Pour exposer une Afrique généreuse, pourquoi donc Miano a-t-elle senti le besoin d’inventer ce continent artificiel ? Comme si l’Afrique telle qu’elle est réellement, qu’elle est actuellement, n’était pas capable d’incarner l’amour et l’humanité. Il y a sans doute dans le projet du roman l’intention d’une sorte de revanche du noir sur le blanc. Et voilà, bien fait pour vous, pas toujours les mêmes etc. Cette souffrance décrite de l’intérieur permet au lecteur non africain de s’identifier à ce malheur, s’il en était besoin. L’artifice un peu grossier pourrait être efficace s’il n’était répété et ressassé tout au long du roman.

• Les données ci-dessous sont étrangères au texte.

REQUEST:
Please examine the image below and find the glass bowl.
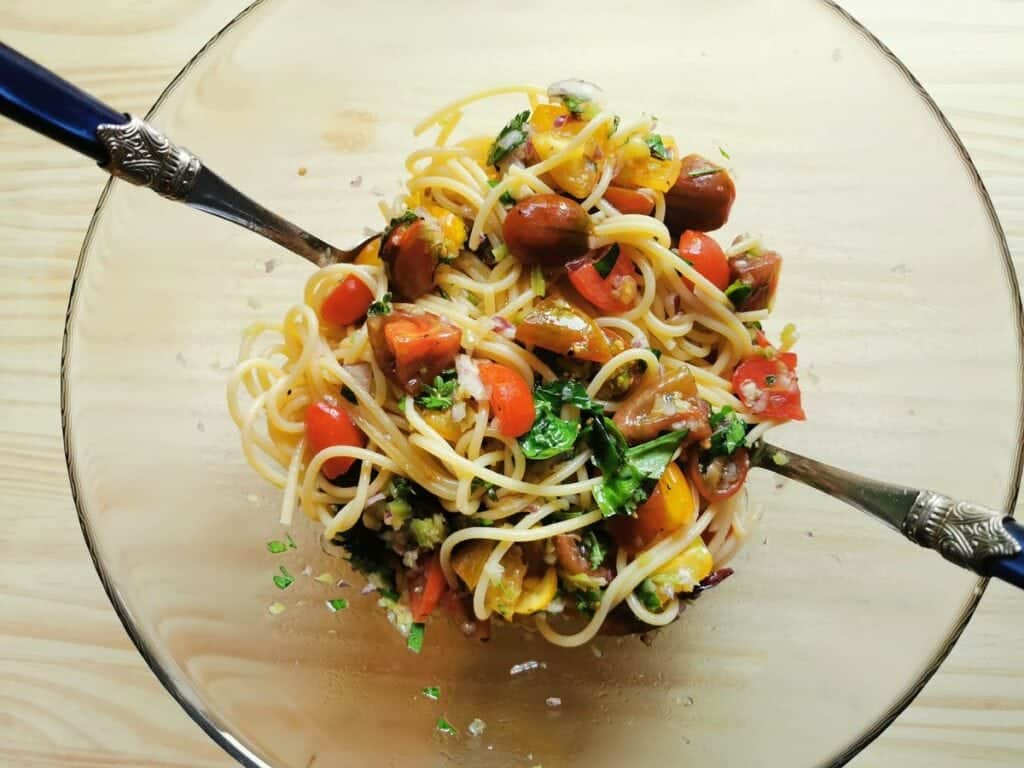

Waberi savait mettre au profit de son écriture un style poétique, presque magnétique, qui associait d’emblée le lecteur à la dimension intimiste de l’ouvrage : c’est un père qui s’adresse à sa fille, lui parle doucement, et la narration, avec bonheur, ne quitte pas cette trajectoire. Le roman ainsi récuse toute fatalité historique et surtout toute forme d’irréversibilité du progrès et des consciences sans pour autant cherchez à donner des leçons où valoriser une partie de l’humain au détriment d’une autre.

Bon, on a compris, j’ai moyennement apprécié « Rouge impératrice ». C’est un roman néanmoins qui vaut le détour, beaucoup l’ont adoré ; et l’auteure a le mérite de prendre des risques. Mais si – passionnés de l’Afrique – et autres rêveurs, vous croyez en l’avenir de ce continent, alors lisez plutôt Abdourahman Waberi et vous apercevrez, dans un monde certes toujours impitoyable, mais derrière l’horizon, un sourire lointain qui vous comblera.

 

Léonora Miano. Rouge impératrice ». Edition Pocket (poche). 638 pages.

on pourra également lire :Abdourahman Waberi, « Aux Etats-Unis d’Afrique » Acte Sud Babel. 187 pages.